In image processing, convolution layers can be understood as identifying specific features (like eyebrows and mouths). For this reason, the convolution and [[pooling]] layer are together referred to as **feature extractor**.
In a convolutional neural network, multiple convolutions are used to create **feature layers** that are then fed into the neural network (however you could use convolution simply to create features for any other classifier like [[XGBoost]]).
Use **padding** to avoid reducing the dimension of the output matrix. Use **stride** to take larger steps in the moving window operation.
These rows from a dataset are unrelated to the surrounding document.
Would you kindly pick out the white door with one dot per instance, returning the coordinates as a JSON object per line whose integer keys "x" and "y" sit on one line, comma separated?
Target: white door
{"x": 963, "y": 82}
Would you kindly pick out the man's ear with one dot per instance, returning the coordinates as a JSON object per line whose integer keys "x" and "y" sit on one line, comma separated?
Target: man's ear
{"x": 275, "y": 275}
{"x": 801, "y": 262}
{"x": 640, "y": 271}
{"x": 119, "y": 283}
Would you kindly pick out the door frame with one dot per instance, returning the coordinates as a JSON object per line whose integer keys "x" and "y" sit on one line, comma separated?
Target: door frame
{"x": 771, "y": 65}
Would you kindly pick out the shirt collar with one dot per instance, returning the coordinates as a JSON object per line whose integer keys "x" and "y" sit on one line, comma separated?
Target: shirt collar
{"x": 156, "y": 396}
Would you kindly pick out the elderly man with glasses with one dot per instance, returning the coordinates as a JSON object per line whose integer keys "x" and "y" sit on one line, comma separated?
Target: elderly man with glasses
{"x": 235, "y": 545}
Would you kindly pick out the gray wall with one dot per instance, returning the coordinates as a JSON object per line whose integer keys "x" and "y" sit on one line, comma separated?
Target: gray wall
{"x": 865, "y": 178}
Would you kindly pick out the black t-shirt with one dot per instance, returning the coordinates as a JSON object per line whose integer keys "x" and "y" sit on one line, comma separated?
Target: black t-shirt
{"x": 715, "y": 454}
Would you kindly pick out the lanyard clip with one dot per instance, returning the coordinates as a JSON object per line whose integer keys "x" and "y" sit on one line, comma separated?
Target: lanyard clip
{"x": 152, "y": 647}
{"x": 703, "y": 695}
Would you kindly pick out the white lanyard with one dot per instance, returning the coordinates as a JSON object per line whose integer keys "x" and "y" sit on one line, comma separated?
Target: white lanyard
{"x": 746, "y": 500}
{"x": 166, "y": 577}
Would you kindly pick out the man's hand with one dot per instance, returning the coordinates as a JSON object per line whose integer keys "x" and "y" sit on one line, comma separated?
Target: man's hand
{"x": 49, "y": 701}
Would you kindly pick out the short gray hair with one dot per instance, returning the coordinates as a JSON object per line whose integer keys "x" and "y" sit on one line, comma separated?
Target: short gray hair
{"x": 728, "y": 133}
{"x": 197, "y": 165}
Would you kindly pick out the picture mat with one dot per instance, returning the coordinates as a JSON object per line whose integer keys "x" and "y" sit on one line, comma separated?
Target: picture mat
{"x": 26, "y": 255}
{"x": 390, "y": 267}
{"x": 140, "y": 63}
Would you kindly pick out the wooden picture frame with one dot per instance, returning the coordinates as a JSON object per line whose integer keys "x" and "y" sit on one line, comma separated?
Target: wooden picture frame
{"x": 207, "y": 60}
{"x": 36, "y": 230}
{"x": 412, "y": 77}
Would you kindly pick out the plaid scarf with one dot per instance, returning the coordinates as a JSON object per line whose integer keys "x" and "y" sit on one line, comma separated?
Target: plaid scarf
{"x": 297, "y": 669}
Stride will reduce the output matrix by a factor of the stride length (a stride of 2 returns an output matrix half the size of the input).
The weights in the filter (or kernel) are learned through the fitting process.
CNN architecture can become quite complicated. A few examples of famous CNN architectures include:
- **VGGNet** (2014) used n-layers comprised of two convolution layers and one pooling layer.
- **GoogLeNet InceptionNet** (2014) used repeating inception layers combining 1x1, 3x3 and 5x5 convolution filters in parallel.
- **ResNet** (2015) used a skip connections to avoid unstable training due to the nature of many non-linear activation functions in series causing the gradient to vanish or explode.
## training tips for CNN
- Use learning rate of 0.01 to 0.001
- Use Adam or RMSProp optimization method
- Use ReLU or PReLU activation for hidden layers
- Use Sigmoid, Softmax, Tanh, or PReLU for output layers
- Use 3x3 filters
- Use n-layers of Conv-Conv-MaxPool for architecture
- Use L2 regularization
- Use batch normalization (and/or dropouts but batch normalization is usually sufficient)